S3 Connection Setup for Other Services (e.g., Minio)

Purpose

This code snippet sets up the connection configuration for accessing an S3-compatible service like Minio. It specifies the necessary parameters for authenticating and connecting to the S3-like service.

Details

  1. Connection Type:
  2. "connection_type": "S3": Specifies that the connection type is S3-compatible, such as Minio or another service.

  3. Endpoint URL:

  4. "endpoint_url": "http://prt-svc-sampleobj.prt-ns.svc.cluster.local": Defines the custom endpoint URL for the S3-compatible service (e.g., Minio). This is different from the default AWS S3 endpoint and points to a local or custom S3-compatible service.

  5. AWS Access Key:

  6. "aws_access_key_id": "...": The access key ID used for authentication with the S3-compatible service. This value should be replaced with the actual access key.

  7. AWS Secret Key:

  8. "aws_secret_access_key": "...": The secret access key associated with the access key ID for authentication. This value should be replaced with the actual secret key.
# For others, e.g. Minio
connection = {
    "connection_type": "S3",
    "endpoint_url": "http://prt-svc-sampleobj.prt-ns.svc.cluster.local",
    "aws_access_key_id": "...",
    "aws_secret_access_key": "...",
}

Spark Session Creation for Distributed Spark

Purpose

This code snippet creates a Spark session using the practicuscore library, which is used for interacting with Spark in a distributed environment.

Details

  1. Importing practicuscore:
  2. import practicuscore as prt: The practicuscore library is imported to access its functions for Spark session creation and other utilities.

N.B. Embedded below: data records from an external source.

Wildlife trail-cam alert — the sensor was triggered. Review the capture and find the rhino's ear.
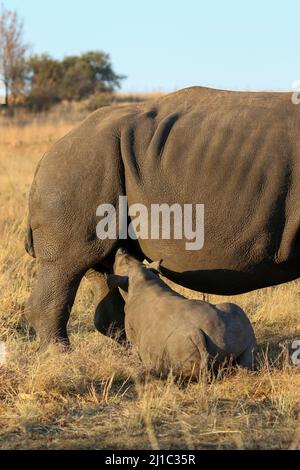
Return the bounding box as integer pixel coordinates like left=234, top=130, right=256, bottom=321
left=146, top=259, right=163, bottom=274
left=105, top=274, right=128, bottom=292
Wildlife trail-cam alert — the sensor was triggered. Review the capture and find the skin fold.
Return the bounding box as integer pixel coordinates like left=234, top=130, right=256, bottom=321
left=25, top=87, right=300, bottom=346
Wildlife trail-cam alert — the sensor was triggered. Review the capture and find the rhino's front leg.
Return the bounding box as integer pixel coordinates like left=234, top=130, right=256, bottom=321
left=86, top=270, right=126, bottom=342
left=25, top=262, right=84, bottom=349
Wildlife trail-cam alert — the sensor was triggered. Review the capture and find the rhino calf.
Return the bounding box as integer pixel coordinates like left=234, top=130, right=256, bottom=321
left=107, top=249, right=257, bottom=377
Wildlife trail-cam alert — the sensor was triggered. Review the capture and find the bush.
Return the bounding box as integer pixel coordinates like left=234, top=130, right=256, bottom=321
left=86, top=92, right=114, bottom=111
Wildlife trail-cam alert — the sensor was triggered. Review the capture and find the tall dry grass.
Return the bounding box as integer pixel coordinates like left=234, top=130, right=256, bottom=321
left=0, top=108, right=300, bottom=449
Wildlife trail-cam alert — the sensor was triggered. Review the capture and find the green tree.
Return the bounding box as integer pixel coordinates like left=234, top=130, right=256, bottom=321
left=60, top=51, right=125, bottom=101
left=26, top=54, right=63, bottom=111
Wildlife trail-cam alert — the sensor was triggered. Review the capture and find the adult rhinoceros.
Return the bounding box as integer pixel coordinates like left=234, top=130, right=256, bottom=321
left=26, top=87, right=300, bottom=344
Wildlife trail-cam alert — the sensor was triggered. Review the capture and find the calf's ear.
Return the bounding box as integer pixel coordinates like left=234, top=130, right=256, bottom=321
left=146, top=259, right=162, bottom=274
left=105, top=274, right=128, bottom=292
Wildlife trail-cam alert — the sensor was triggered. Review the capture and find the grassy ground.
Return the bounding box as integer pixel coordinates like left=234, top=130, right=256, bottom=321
left=0, top=111, right=300, bottom=449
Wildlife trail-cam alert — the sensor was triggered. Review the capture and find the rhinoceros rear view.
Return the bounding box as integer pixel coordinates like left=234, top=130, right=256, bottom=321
left=26, top=87, right=300, bottom=344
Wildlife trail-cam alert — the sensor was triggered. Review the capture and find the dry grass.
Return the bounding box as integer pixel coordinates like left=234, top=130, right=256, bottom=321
left=0, top=108, right=300, bottom=449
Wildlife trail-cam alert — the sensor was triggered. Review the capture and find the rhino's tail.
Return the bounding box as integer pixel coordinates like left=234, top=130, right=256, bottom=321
left=24, top=219, right=35, bottom=258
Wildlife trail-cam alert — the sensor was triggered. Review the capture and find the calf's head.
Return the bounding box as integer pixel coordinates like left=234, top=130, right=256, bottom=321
left=106, top=248, right=162, bottom=300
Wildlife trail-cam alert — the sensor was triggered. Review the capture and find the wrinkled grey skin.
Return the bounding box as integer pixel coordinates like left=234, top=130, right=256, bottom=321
left=26, top=87, right=300, bottom=345
left=108, top=248, right=257, bottom=377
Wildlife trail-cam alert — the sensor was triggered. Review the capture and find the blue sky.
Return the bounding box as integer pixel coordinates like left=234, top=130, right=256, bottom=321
left=4, top=0, right=300, bottom=91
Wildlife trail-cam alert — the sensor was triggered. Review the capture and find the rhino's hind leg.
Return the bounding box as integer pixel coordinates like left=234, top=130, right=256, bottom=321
left=86, top=270, right=126, bottom=342
left=236, top=344, right=257, bottom=370
left=25, top=262, right=84, bottom=349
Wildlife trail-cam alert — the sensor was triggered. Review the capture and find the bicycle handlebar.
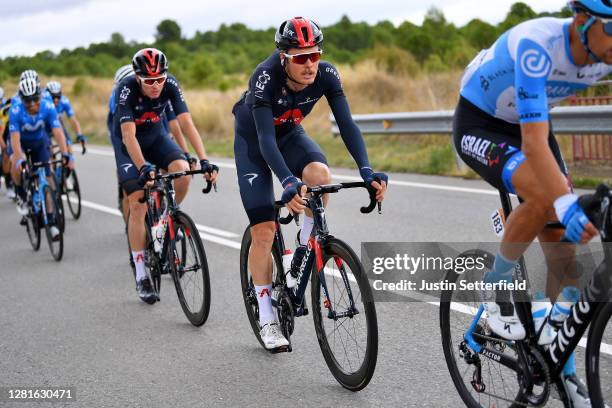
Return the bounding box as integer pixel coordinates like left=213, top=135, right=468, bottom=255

  3. Creating a Spark Session:

  4. spark = prt.engines.get_spark_session(connection): This line initializes a Spark session using the connection details passed in the connection dictionary. It connects to the specified S3-compatible service or AWS S3, based on the earlier configuration.

  5. The session is set up with the connection configurations such as aws_access_key_id, aws_secret_access_key, and the custom endpoint_url for S3-compatible services like Minio.

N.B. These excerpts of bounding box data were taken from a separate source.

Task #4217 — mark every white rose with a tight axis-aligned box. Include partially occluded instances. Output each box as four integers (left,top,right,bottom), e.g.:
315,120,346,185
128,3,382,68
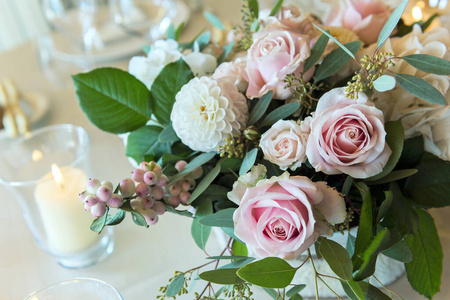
227,164,267,205
259,120,308,171
128,40,182,89
170,77,248,152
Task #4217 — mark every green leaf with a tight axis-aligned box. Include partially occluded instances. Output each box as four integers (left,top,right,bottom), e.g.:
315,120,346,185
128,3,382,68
203,10,225,30
394,73,447,105
367,169,417,185
131,211,148,227
237,257,297,289
199,269,244,284
158,124,180,143
405,155,450,207
165,273,184,297
231,240,248,256
314,41,361,81
239,148,258,176
377,0,408,50
199,208,236,228
286,284,306,297
269,0,284,17
402,54,450,75
313,24,361,59
352,186,374,270
151,58,194,125
353,228,391,281
366,120,404,181
303,30,330,73
261,103,300,127
105,208,126,225
382,241,413,263
72,68,152,134
126,126,170,163
191,219,211,250
405,210,443,299
169,152,217,184
319,237,353,281
373,75,396,92
248,91,273,126
188,164,221,204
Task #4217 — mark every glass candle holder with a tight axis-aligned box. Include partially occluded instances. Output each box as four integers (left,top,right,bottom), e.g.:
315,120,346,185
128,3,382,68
24,278,123,300
0,124,114,268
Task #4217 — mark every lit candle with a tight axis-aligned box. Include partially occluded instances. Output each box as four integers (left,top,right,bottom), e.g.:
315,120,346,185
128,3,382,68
34,165,98,254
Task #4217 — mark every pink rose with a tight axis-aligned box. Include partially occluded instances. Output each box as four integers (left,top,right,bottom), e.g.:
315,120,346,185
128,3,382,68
302,88,392,178
233,172,346,259
325,0,391,45
259,120,308,171
244,26,314,99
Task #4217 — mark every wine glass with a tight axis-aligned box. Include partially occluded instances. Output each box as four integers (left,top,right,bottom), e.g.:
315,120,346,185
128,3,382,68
109,0,176,42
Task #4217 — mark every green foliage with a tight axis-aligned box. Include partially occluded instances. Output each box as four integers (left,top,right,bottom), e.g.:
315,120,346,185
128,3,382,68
126,126,171,163
314,41,361,81
405,210,443,299
150,59,194,125
237,257,297,289
72,68,152,134
394,73,447,105
377,0,408,49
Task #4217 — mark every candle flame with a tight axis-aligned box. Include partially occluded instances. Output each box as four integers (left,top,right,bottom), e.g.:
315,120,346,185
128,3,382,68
31,150,42,162
412,6,422,21
52,164,63,188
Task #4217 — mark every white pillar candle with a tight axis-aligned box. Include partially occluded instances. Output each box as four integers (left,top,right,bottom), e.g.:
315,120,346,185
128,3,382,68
34,167,98,254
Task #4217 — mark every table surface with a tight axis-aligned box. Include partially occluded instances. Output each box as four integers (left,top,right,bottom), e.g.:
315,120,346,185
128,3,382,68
0,0,450,300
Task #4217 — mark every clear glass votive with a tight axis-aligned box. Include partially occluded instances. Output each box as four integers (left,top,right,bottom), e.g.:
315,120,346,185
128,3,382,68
24,278,123,300
0,124,114,268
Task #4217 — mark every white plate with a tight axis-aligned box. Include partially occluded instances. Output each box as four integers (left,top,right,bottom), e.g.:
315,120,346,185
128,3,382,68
51,0,190,63
0,92,49,138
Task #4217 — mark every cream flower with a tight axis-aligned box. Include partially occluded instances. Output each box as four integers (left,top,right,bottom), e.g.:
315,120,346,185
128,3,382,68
367,25,450,160
128,40,182,89
170,77,248,152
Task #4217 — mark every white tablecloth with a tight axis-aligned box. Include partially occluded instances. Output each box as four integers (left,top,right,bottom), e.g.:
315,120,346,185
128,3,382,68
0,0,450,300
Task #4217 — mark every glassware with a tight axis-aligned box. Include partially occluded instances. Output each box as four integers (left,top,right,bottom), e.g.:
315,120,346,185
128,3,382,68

  6. Distributed Spark Cluster:

  7. If you are using a distributed Spark setup, this code will allow you to interact with the Spark cluster, enabling you to process large datasets in parallel across multiple nodes.
import practicuscore as prt 

# Create a Spark session
spark = prt.engines.get_spark_session(connection)

# If you are using distributed Spark, you should now have the Spark cluster up & running. 

Reading a CSV from S3 and Managing Spark Session

Purpose

This code reads a CSV file from an S3 bucket into a Spark DataFrame, displays the first few rows of the DataFrame, and demonstrates how to delete the Spark session when done. Optionally, it also terminates the Spark cluster and worker if using a distributed setup.

Details

  1. Reading the CSV File from S3:
  2. df = spark.read.csv("s3a://sample/boston.csv"): This reads the CSV file located in the S3 bucket (s3a://sample/boston.csv) into a Spark DataFrame (df). The s3a:// protocol is used to access the file stored in Amazon S3 or compatible services (e.g., Minio).

  3. Displaying the First Few Rows:

  4. df.head(): Displays the first few rows of the DataFrame (df) to inspect the contents of the CSV file loaded from the S3 bucket.

  5. Optional: Deleting the Spark Session:

  6. prt.engines.delete_spark_session(spark): This line deletes the Spark session, which helps in cleaning up resources after finishing the work with Spark.

  7. This is optional and useful when you no longer need the Spark session, especially in a distributed setup.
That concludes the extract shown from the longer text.